Non ci permettiamo e non è proprio il caso che questa rivista discuta di problemi sindacali, di orari di lavoro, di paghe e cose simili, certamente molto importanti, ma non di nostra competenza e sappiamo che ci sono autorità competenti e capaci che seguono da tempo la situazione. Il problema comunque è un altro, come ha scritto sul Corriere della Sera (14.6.22) il sociologo Mauro Magatti, dell’Università Cattolica di Milano: “Noi sappiamo che le imprese che vanno meglio sono quelle che costruiscono un rapporto di stima e di fiducia con la propria manodopera, considerata non mero elemento strumentale, ma parte essenziale del successo aziendale.

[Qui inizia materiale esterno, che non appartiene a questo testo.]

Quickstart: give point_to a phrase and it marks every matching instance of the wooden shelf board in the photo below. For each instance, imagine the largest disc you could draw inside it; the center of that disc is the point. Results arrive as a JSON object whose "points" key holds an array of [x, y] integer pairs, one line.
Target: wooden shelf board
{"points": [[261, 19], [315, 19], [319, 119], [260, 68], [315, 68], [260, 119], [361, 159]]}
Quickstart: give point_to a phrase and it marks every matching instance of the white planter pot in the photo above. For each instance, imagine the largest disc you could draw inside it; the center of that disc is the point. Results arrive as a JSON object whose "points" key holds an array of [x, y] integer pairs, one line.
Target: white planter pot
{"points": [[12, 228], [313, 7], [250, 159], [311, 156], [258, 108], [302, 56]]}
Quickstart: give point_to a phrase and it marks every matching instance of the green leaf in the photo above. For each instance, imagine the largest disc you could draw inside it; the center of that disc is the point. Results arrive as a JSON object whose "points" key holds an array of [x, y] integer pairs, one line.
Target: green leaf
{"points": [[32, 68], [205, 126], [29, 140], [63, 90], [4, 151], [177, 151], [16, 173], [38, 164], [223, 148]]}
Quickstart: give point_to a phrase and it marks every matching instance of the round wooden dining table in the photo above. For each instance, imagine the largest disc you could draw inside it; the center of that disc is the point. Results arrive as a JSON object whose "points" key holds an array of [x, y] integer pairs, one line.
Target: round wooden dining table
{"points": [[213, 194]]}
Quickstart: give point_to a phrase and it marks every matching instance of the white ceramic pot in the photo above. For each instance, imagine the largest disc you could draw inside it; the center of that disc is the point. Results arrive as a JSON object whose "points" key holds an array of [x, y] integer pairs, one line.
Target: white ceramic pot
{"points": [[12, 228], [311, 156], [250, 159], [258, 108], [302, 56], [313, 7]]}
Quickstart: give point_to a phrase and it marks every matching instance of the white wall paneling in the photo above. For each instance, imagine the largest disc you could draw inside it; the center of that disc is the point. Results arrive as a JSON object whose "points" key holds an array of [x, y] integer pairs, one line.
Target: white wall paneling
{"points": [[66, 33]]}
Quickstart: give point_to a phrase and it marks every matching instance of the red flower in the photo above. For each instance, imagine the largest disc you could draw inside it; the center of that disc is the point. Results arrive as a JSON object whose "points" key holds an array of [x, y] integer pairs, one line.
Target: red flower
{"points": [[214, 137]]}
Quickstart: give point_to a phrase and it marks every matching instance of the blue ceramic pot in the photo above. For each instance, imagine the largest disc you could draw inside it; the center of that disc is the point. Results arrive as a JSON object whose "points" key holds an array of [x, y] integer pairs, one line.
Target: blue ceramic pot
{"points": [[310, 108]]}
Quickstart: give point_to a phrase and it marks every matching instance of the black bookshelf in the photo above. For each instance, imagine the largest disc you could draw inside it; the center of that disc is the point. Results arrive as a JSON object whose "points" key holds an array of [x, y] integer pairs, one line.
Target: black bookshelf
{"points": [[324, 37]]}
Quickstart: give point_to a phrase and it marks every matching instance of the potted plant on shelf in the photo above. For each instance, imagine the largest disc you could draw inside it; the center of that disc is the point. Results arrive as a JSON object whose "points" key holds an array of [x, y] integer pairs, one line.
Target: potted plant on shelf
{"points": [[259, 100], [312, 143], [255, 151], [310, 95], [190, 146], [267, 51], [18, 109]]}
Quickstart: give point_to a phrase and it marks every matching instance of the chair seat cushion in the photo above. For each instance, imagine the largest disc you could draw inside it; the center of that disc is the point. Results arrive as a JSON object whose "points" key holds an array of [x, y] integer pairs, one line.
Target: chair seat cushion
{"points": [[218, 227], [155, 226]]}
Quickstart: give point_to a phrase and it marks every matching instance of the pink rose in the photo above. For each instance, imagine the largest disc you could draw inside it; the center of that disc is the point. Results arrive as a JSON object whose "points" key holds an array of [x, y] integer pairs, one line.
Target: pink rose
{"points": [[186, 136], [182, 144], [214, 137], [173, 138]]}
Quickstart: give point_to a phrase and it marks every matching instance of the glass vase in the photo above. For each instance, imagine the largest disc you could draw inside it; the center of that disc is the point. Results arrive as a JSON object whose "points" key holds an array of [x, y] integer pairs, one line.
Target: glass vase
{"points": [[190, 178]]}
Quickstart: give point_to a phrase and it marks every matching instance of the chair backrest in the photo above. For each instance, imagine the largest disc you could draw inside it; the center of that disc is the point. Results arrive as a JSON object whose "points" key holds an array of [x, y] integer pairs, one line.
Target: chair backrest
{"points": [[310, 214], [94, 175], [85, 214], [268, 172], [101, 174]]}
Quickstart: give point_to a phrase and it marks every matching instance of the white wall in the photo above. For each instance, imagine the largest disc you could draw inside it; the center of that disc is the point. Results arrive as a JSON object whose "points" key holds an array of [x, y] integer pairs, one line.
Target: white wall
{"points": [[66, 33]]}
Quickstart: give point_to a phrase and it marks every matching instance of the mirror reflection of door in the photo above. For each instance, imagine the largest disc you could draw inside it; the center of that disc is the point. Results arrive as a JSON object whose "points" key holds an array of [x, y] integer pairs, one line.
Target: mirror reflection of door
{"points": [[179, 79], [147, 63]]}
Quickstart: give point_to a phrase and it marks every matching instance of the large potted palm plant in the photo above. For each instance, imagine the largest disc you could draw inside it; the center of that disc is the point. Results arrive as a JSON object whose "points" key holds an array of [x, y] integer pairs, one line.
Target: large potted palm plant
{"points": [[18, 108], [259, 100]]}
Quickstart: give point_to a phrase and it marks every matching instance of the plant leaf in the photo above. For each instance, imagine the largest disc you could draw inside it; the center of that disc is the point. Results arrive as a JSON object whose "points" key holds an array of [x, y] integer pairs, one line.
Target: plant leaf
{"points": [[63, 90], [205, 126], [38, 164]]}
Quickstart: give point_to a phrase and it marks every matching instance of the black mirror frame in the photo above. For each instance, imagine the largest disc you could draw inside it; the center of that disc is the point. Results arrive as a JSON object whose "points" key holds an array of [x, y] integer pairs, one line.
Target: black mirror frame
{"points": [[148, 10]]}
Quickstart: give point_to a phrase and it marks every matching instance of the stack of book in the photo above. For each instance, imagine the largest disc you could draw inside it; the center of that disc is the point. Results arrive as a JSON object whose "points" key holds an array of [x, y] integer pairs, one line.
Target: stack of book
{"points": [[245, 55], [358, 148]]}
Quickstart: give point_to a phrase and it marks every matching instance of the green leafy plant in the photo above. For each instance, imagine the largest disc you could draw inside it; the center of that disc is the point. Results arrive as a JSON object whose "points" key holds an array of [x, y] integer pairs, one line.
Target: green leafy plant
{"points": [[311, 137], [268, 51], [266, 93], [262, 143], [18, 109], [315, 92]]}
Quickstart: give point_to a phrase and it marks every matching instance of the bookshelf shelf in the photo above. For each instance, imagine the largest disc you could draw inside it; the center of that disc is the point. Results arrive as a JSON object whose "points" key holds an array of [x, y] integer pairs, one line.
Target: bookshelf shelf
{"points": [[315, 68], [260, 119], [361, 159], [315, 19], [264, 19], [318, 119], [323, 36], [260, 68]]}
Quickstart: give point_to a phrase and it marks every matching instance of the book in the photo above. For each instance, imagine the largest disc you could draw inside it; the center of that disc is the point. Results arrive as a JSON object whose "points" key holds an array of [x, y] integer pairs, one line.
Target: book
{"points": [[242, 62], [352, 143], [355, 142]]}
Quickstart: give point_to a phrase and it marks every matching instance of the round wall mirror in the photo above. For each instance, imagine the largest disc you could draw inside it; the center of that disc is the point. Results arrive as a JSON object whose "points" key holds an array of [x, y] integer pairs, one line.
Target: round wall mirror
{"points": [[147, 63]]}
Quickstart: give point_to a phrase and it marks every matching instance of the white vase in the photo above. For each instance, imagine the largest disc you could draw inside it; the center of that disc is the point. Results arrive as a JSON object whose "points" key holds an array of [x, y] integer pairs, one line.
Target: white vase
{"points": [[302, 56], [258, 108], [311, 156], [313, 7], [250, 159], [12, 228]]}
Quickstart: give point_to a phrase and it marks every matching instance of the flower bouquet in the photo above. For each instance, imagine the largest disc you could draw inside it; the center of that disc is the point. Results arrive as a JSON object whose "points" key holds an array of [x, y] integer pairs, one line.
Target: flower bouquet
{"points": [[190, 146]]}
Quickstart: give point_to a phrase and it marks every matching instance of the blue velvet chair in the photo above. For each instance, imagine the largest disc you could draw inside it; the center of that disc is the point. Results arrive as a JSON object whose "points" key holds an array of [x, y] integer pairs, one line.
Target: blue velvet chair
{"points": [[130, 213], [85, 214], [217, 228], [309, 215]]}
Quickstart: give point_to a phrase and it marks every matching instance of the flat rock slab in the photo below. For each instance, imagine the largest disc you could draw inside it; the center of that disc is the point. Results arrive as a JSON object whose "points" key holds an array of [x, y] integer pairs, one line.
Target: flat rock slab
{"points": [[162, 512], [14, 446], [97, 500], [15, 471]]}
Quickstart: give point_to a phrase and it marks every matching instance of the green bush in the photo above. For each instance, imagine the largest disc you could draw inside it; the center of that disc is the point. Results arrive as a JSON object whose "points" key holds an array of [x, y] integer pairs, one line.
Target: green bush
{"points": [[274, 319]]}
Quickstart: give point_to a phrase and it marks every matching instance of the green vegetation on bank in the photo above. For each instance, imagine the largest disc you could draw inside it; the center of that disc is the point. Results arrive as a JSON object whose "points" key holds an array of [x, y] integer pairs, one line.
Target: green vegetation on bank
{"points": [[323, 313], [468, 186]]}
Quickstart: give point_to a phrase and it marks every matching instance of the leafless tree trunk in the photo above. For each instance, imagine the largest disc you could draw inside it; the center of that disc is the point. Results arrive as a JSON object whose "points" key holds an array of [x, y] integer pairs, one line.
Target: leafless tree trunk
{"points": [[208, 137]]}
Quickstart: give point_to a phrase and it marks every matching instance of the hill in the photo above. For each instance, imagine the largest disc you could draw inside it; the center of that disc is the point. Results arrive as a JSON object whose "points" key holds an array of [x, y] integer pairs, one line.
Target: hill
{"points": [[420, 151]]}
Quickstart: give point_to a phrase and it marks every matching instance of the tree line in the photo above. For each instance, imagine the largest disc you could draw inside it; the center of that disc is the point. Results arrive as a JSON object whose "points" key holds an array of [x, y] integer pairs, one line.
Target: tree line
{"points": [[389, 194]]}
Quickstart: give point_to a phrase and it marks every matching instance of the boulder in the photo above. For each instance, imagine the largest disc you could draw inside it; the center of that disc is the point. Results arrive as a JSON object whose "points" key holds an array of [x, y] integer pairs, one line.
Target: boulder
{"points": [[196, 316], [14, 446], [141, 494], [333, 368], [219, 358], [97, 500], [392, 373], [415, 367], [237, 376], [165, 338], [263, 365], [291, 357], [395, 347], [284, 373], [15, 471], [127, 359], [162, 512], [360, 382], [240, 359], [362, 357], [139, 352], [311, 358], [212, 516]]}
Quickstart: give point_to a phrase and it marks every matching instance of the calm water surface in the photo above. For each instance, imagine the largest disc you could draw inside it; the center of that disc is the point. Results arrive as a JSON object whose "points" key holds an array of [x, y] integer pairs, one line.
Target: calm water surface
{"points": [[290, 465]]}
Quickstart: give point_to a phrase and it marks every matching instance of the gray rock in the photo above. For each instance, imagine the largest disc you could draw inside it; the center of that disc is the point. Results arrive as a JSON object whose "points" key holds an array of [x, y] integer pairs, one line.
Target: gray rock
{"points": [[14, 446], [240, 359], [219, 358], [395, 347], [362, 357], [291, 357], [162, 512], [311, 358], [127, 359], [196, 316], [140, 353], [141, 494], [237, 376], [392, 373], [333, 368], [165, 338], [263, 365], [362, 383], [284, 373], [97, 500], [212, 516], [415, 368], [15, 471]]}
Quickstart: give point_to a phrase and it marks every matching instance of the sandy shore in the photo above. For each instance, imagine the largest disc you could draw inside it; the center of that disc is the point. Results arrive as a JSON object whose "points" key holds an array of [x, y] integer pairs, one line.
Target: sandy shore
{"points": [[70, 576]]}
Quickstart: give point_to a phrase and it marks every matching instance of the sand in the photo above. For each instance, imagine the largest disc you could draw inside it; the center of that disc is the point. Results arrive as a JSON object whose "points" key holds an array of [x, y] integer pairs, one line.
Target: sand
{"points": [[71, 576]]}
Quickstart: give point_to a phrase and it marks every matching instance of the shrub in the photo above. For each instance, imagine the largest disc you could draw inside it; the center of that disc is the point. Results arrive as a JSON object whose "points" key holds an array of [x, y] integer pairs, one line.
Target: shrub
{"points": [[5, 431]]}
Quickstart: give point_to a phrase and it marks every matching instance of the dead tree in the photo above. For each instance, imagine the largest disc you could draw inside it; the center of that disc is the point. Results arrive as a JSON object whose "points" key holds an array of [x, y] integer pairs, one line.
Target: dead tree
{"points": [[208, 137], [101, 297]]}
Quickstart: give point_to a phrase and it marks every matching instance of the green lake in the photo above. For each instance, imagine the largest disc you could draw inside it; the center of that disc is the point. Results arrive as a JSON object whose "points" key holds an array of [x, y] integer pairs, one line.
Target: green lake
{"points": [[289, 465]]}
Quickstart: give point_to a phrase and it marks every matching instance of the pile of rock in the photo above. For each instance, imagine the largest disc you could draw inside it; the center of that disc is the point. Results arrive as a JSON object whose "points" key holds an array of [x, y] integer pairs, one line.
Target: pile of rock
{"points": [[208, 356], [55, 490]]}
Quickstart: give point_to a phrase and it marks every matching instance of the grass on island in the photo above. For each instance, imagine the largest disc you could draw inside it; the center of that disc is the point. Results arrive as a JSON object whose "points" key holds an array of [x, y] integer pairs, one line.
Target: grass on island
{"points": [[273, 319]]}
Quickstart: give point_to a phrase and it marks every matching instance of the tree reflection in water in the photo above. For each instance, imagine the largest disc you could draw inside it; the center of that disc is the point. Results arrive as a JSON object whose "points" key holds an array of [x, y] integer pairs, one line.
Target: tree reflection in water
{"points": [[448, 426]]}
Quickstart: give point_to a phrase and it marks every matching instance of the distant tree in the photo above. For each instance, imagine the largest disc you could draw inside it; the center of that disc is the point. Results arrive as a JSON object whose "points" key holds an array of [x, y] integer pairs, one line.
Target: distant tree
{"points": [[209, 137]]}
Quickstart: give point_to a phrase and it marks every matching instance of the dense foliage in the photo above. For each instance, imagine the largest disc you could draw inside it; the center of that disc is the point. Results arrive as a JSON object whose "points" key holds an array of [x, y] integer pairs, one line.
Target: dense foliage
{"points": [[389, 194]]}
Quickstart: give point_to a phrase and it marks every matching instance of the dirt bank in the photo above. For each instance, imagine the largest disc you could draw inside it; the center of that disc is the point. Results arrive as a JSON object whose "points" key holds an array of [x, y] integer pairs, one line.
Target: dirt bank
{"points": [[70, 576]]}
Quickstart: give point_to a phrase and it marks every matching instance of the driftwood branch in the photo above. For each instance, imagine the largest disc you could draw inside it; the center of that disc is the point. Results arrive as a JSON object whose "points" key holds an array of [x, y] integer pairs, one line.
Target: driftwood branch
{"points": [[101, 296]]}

Negli ultimi anni molte ricerche hanno mostrato tale correlazione. D’altro canto, altri studi ci dicono che i lavoratori oggi cercano un punto di equilibrio tra le esigenze di reddito e di sicurezza occupazionale e la qualità del lavoro: le persone (specie i giovani) hanno voglia di essere ingaggiate in progetti dotati di senso, in ambienti lavorativi positivi e costruttivi.”
 
Dove può nascere un rapporto di stima e di fiducia tra i futuri lavoratori dell’hotellerie e della ristorazione e i titolari degli alberghi e dei ristoranti, molti dei quali sono spesso all’affannosa ricerca di lavoratori? E poniamoci un’altra domanda: che rapporto c’è e che sinergie ci sono tra il mondo degli alberghi e dei ristoranti e le scuole alberghiere dove decine di migliaia di giovani si preparato alla professione? Ci sono, è vero, splendidi esempi di ottima collaborazione, ma si tratta di esempi, di pochi numeri, essendo gli imprenditori del settore più impegnati a chiedere alle scuole dei lavoratori quando ne hanno necessità che a mettere a disposizione della scuola i propri saperi e la propria esperienza lavorativa e imprenditoriale.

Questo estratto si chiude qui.